Kreis und quer:Du, Frau Bürgermeisterin

Die Umgangsformen im Sauerlacher Rathaus sind andere als im Pullacher - und das ist gut so.

Kolumne von Martin Mühlfenzl

Das mit dem Duzen ist ja so eine Sache. Es schafft eine Nähe, die nicht jedem unbedingt behagt. Ein ehemaliger Chefredakteur dieser Zeitung hat unlängst sogar behauptet, er sei dazu übergegangen, sich selbst wieder zu siezen. Nahe Verwandte und sehr enge Freunde, so war herauszulesen, rede er aber weiter mit Du an. Na immerhin, der Mensch soll sich ja nicht vollständig von seiner Umwelt abkapseln, das ist nicht gesund. Andererseits schreibt der Knigge jedem Volljährigen das Recht auf das Sie zu und das sollte dann schon auch für Ex-Vorgesetzte im Selbstgespräch gelten.

Ob sich Sauerlachs Bürgermeisterin Barbara Bogner selbst siezt, ist bisher nicht bekannt, die Mitglieder ihres Gemeinderats duzt die Rathauschefin jedenfalls, wie auch sie von diesen geduzt wird, wie diese Woche wieder zu erleben war. "Ja was machst'n du grad!?", rief sie unlängst dem CSU-Mann Roman Richter mit weit ausgebreiteten Armen zu; Richter hatte sich erlaubt, die Bauverwaltung im Rathaus ein wenig zu kritisieren - und Bogner wollte das nicht auf ihren Mitarbeiterinnen und Mitarbeitern sitzen lassen. Richters Retourkutsche an die Rathauschefin: "Wär' gut, wenn du eher mal als Vermittlerin zwischen Verwaltung und Gemeinderat auftreten würdest."

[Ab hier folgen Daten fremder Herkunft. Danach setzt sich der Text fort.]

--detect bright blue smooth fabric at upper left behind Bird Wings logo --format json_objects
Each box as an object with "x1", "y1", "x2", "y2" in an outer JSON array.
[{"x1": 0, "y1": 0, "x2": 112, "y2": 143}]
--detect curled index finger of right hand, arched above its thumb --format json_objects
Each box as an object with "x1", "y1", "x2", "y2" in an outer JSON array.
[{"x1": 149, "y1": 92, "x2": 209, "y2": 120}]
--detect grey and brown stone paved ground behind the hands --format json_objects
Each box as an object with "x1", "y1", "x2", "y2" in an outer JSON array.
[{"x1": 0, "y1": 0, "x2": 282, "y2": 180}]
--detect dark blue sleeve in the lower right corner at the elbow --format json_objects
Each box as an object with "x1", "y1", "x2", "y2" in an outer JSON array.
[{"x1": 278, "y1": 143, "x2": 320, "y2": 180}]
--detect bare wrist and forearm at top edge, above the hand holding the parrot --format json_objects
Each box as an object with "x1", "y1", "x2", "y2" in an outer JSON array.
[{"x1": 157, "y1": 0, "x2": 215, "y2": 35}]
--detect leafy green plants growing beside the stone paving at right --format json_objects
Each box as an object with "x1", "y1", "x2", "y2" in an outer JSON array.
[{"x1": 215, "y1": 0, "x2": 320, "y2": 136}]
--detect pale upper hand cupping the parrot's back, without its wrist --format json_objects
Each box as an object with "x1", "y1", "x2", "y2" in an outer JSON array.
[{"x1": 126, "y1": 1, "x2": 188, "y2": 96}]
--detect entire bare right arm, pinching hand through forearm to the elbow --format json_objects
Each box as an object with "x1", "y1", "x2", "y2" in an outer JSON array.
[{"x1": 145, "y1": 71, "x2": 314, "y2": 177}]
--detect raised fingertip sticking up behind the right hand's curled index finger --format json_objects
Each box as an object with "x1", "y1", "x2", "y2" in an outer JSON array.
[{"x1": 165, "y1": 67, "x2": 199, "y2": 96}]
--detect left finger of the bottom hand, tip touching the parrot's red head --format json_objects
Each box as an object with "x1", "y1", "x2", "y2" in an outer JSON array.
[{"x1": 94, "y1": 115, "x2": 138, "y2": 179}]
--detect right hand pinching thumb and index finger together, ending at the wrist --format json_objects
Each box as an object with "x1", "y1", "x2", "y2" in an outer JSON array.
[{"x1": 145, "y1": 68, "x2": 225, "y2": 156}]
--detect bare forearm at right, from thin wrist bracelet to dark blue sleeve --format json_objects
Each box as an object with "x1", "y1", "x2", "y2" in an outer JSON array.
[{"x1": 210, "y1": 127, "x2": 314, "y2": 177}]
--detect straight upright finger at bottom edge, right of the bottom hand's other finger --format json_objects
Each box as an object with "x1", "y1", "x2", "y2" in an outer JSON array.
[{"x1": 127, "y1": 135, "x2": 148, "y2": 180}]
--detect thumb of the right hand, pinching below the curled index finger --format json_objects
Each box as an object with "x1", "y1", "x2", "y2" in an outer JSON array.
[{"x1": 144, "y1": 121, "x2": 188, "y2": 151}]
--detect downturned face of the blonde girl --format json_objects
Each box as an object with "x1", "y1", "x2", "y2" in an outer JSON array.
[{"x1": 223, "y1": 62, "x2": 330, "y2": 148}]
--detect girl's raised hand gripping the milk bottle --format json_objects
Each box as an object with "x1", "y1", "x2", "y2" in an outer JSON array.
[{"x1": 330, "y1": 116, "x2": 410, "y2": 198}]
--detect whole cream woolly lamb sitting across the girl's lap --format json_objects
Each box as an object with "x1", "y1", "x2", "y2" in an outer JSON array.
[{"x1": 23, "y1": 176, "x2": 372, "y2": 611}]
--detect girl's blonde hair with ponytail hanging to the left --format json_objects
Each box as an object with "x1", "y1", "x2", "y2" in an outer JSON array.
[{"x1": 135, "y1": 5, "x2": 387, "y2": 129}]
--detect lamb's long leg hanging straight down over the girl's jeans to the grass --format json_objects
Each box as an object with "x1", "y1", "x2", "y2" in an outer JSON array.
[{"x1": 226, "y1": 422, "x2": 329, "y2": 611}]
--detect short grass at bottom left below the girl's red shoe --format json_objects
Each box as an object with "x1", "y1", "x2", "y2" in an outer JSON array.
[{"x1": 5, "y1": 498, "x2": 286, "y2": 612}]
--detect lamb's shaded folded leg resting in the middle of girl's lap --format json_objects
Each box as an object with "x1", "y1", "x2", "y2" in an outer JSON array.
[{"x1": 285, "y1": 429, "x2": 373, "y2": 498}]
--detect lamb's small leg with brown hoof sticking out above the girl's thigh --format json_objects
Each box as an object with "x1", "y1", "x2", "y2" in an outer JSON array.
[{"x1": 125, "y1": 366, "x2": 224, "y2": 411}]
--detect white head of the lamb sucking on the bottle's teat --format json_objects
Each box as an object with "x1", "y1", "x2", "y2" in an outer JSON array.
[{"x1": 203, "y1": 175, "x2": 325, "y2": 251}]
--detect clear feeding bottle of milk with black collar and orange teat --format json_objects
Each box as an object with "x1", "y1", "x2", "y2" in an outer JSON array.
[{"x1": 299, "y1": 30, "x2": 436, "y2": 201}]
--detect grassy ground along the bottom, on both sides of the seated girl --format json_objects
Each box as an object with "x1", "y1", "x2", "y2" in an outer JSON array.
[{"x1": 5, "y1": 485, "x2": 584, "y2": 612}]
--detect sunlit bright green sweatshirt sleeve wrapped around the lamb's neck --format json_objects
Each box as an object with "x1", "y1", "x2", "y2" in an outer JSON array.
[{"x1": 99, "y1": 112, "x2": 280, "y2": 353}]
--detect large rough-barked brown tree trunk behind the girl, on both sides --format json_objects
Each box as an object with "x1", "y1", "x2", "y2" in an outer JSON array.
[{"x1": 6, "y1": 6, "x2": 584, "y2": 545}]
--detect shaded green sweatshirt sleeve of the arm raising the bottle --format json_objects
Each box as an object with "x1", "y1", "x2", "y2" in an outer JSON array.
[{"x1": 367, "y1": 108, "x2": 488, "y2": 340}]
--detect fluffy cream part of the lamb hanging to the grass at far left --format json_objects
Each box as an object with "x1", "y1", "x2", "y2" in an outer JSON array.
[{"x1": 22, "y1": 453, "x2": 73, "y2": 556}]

Im Berufsleben ist es ja meist so, dass der Ranghöhere oder Ältere dem Untergebenen oder Jüngeren das Du anbietet. Häufig ist es noch immer so, dass es umgekehrt als unhöflich empfunden werden kann. Wenn einem allerdings - wie es in manchen Konzernen mittlerweile der Unternehmenskultur geschuldet ist - aus der Chefetage das Duzen gewissermaßen aufgezwungen wird, kommt das auch nicht bei allen gut an. Es gaukelt eine Verbundenheit, eine lockere und moderne Atmosphäre vor, die kaum gegeben ist.

Da kommt das Sauerlacher Modell deutlich sympathischer rüber. Auf dem Land existiert die Nähe tatsächlich: Man kennt sich, man schätzt sich - und auch im Streit wird das Du nicht zur Waffe in der verbalen Auseinandersetzung. Es wirkt sympathisch, wenn sich selbst die Rathausangestellten und Gemeinderäte untereinander so unförmlich ansprechen. Generell übertragbar aber ist dieses Beispiel nicht. In Pullach oder Ottobrunn etwa wäre das Sauerlacher Modell unvorstellbar. Vor allem in der Isartalgemeinde bestünde die Gefahr, dass manch einer zu viel Dampf ablassen würde. Hier wird aufgrund der tiefen Gräben zwischen den Parteien auch so schon heftig genug miteinander gestritten. Das förmliche Sie sorgt dabei nicht unbedingt für Contenance.

Das zeigte sich schon 1984 im Bundestag, als der damals noch junge Grüne Joschka Fischer vom Bundestagsvizepräsidenten Richard Stücklen (CSU) aus dem Plenarsaal geworfen wurde. Im Rausgehen rief er dem Sitzungsleiter noch zu: "Mit Verlaub Herr, Herr Präsident, Sie sind ein Arschloch!" In Sauerlach wäre solches undenkbar.